Lawmakers were locked in last-ditch lobbying yesterday ahead of a vote on postal reform that could decide the fate of Prime Minister Junichiro Koizumi, as well as that of his ruling Liberal Democratic Party and its almost unbroken grip on power in postwar Japan.
The upper house is widely expected to vote today on a package of six bills aimed at privatizing the country's cash-rich postal savings system, and weekend newspaper polls said the result was too close to call.
Saying its rejection would amount to a no-confidence vote, Koizumi has indicated he will dissolve Parliament's lower house for nationwide elections if the package fails.
"This is not just a matter of postal privatization. It's about whether we want to stick with being a public-servant paradise and with big government or do away with it, do away with the waste," said Hidenao Nakagawa, chief of parliamentary affairs for Koizumi's ruling Liberal Democratic Party.
"This is the first step toward large-scale administrative reform to fundamentally change the shape of this country. That's what this is about," he said on an Asahi TV news program.
Privatizing Japan Post, which has ?330 trillion (US$2.9 trillion) in savings and insurance deposits, would create the world's largest bank.
Those funds have financed the massive public works projects central to the LDP's pork-barrel system, while the network of unionized postal workers has long proved a bastion of support for the party.
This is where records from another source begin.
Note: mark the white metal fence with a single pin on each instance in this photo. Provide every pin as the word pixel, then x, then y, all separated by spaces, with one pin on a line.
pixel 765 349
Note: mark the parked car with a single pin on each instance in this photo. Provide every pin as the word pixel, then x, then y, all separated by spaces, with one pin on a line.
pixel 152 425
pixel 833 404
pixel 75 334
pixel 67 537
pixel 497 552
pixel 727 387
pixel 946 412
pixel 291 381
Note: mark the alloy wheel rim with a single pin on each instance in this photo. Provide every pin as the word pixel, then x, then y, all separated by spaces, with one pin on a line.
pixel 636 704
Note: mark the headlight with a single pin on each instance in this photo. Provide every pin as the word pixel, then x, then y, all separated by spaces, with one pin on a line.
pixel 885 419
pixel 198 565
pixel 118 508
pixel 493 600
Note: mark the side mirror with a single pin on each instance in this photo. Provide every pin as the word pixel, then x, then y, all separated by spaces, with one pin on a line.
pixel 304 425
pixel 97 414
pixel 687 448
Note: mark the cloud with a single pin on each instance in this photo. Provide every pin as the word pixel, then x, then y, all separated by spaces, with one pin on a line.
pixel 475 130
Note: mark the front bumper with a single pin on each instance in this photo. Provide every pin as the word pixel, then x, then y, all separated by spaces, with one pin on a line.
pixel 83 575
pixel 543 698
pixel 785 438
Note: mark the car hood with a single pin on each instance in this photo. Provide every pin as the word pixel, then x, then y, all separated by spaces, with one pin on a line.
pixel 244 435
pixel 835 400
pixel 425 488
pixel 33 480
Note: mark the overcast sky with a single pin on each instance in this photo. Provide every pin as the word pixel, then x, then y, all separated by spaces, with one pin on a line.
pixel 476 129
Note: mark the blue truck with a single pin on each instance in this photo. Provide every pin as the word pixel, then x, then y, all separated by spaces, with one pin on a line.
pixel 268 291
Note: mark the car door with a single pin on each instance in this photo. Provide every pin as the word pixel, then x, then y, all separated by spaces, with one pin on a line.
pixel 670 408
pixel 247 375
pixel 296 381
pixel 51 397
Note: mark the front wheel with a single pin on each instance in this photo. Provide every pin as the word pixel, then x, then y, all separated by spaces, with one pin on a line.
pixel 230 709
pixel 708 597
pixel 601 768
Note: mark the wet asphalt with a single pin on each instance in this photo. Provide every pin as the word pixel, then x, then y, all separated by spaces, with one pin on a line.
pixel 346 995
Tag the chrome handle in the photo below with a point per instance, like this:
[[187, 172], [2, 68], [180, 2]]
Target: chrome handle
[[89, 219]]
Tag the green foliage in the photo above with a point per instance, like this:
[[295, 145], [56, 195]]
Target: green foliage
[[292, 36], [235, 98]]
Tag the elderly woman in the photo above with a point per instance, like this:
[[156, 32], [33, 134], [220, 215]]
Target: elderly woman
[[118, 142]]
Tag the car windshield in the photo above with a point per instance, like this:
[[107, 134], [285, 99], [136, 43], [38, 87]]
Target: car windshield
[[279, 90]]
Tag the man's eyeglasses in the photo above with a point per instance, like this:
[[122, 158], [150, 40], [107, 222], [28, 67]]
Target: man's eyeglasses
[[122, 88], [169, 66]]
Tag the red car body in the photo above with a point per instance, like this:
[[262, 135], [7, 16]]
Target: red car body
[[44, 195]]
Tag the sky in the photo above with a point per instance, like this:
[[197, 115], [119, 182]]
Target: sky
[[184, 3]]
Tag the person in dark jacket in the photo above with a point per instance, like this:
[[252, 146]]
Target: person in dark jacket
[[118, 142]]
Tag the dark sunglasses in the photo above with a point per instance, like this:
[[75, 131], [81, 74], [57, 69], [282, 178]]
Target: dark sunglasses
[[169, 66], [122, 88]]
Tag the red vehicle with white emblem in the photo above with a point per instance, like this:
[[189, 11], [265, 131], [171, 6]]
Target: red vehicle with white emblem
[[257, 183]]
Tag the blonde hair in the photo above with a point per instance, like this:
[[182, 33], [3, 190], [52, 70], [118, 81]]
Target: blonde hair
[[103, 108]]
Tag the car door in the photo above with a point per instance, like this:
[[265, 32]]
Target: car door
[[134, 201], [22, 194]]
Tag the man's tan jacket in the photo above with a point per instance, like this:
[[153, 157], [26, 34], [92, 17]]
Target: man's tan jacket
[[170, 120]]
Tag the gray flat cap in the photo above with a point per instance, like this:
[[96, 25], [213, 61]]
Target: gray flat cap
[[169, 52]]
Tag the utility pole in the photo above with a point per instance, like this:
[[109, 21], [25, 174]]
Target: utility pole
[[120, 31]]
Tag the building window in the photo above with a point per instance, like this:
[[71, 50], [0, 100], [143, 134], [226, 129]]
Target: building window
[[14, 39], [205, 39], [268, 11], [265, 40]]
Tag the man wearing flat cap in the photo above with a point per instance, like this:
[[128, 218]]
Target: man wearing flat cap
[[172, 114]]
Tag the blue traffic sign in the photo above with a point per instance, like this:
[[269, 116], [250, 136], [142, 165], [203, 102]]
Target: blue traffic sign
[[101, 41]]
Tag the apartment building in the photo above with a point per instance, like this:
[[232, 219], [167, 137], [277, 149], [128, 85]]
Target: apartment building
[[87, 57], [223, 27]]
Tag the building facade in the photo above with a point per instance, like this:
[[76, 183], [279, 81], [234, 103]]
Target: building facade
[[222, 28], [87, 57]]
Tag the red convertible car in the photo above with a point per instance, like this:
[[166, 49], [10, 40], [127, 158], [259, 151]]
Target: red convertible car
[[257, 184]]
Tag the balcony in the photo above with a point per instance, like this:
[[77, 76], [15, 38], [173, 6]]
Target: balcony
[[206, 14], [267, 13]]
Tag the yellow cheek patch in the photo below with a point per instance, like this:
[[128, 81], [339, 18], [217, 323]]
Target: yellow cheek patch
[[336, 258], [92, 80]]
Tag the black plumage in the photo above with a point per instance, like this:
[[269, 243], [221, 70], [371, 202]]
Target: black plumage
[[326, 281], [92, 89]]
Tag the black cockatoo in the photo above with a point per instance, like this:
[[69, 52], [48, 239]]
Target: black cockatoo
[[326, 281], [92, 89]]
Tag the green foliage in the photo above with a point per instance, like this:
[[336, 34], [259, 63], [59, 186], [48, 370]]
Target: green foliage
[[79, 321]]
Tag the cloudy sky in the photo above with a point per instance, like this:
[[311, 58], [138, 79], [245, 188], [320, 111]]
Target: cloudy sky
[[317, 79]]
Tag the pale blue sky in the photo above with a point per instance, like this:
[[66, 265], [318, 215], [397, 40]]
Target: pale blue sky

Koizumi argues that reform is now needed to make that money open to more efficient investment, helping jump-start a country that is only just emerging fitfully from a long slowdown triggered by the bursting of the 1980s' "bubble economy."
Opponents, including some in his own party, argue that privatization would reduce postal services in rural areas and lead to layoffs among the 400,000 postal system workers. They also say the new, giant bank would drive private financial institutions out of business.
Nakagawa said party officials were working through the weekend to rally support for the bills but acknowledged, "the situation is severe. There is a possibility they could be rejected."
A rejection could change the face of Japanese politics if, as some predict, the LDP splits in nationwide elections with members opposing the bills forming a new party.
Shizuka Kamei, a key figure in the LDP camp rebelling against the bill, did not rule out the possibility Sunday that such a crisis could force the party into opposition for only the second time since World War II.
"If it came to the point that we broke off and formed a new party, there is that possibility," he said.
The showdown was stirring memories of an eight-month period between 1993 and 1994 -- the only time in the past 50 years that a non-LDP bloc controlled the government after groups of lawmakers broke with the LDP in the wake of a power struggle.